朝鮮労働党は70年間の長きにわたり、自主、先軍、社会主義の路線と原則を百年大計の戦略として革命と建設を導いてわが人民を尊厳高い自主的人民、革命の威力ある主体に育て、人民大衆の自主的要求と理想を実現するチュチェの社会主義を建設し、世紀を継いで続いた帝国主義との対決戦で勝利の伝統を記しながら祖国の尊厳と自主権、革命の獲得物を誉れ高く守り抜き、この地に祖国の富強・繁栄とチュチェの革命偉業の達成のための万年の土台を築き上げた。

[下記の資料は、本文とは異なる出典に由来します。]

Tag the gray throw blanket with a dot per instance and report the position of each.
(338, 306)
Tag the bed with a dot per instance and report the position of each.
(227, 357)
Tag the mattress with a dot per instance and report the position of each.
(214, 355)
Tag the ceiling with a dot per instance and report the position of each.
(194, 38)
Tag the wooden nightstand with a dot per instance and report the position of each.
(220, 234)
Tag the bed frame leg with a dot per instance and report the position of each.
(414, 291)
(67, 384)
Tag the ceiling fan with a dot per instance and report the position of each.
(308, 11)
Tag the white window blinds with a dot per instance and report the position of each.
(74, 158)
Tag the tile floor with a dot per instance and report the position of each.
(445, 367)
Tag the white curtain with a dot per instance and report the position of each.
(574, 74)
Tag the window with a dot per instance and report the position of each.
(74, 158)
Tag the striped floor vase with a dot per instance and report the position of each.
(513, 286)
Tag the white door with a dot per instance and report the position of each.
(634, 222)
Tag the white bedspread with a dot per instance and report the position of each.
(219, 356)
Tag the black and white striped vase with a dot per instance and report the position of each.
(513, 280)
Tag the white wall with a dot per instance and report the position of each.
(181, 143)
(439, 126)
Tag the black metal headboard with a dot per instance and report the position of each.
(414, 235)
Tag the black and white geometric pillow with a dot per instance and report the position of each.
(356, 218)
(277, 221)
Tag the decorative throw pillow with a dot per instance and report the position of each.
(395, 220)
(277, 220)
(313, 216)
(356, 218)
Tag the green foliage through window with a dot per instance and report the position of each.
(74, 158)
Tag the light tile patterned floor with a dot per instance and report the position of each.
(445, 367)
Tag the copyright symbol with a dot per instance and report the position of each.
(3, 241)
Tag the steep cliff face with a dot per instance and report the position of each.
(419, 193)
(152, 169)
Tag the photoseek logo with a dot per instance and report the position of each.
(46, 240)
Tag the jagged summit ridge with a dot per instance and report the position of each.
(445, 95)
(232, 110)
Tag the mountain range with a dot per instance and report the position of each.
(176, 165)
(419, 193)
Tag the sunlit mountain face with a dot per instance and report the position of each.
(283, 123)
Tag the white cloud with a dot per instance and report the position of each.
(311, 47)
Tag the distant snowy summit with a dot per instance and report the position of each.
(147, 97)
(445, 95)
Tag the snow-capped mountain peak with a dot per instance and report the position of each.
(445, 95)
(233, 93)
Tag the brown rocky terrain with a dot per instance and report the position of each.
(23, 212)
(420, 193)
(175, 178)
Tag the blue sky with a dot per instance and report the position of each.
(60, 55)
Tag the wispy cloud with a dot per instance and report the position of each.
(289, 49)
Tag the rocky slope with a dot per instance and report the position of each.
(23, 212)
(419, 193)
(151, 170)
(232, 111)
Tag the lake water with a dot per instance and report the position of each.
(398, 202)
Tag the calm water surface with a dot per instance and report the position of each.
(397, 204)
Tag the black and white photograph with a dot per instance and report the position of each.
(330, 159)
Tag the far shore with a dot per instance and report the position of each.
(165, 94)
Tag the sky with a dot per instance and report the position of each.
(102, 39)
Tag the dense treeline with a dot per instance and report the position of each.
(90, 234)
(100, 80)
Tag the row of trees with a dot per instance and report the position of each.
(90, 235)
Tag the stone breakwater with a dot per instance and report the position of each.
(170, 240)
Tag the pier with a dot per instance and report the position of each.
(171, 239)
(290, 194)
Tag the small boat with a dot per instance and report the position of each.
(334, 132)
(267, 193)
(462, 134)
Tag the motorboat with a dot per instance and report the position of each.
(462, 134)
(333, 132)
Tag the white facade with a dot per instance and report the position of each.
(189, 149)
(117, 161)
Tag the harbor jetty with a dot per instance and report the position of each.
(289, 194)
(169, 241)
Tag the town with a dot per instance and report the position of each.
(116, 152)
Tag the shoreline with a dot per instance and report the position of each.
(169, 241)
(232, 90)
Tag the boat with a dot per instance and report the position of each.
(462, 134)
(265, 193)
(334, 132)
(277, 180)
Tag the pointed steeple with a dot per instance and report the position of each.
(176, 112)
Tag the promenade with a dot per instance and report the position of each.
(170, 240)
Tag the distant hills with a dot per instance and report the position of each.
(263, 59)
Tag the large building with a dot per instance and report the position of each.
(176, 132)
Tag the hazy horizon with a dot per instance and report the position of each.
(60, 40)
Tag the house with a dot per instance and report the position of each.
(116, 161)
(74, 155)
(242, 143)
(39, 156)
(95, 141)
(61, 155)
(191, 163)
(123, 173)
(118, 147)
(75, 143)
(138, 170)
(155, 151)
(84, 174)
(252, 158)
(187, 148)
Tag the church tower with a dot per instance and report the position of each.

こんにち、われわれの前にはわが党と人民の最高指導者である金正恩元帥の指導に従って、金日成同志と金正日同志の遺訓を永遠の指導指針として社会主義強盛国家の建設に一大高揚を起こし、わが党を偉大な金日成・金正日同志の党により強化発展させ、その指導的役割を高めてチュチェの革命偉業の最後の勝利を早めるべき重大かつ聖なる革命任務が提起されている。

党中央委員会政治局は、チュチェの革命偉業、社会主義強盛国家建設偉業の遂行において世紀的な変革が起きているわが党と革命発展の要請を反映して、朝鮮労働党第7回大会をチュチェ105(2016)年5月の初めに招集することを決定する。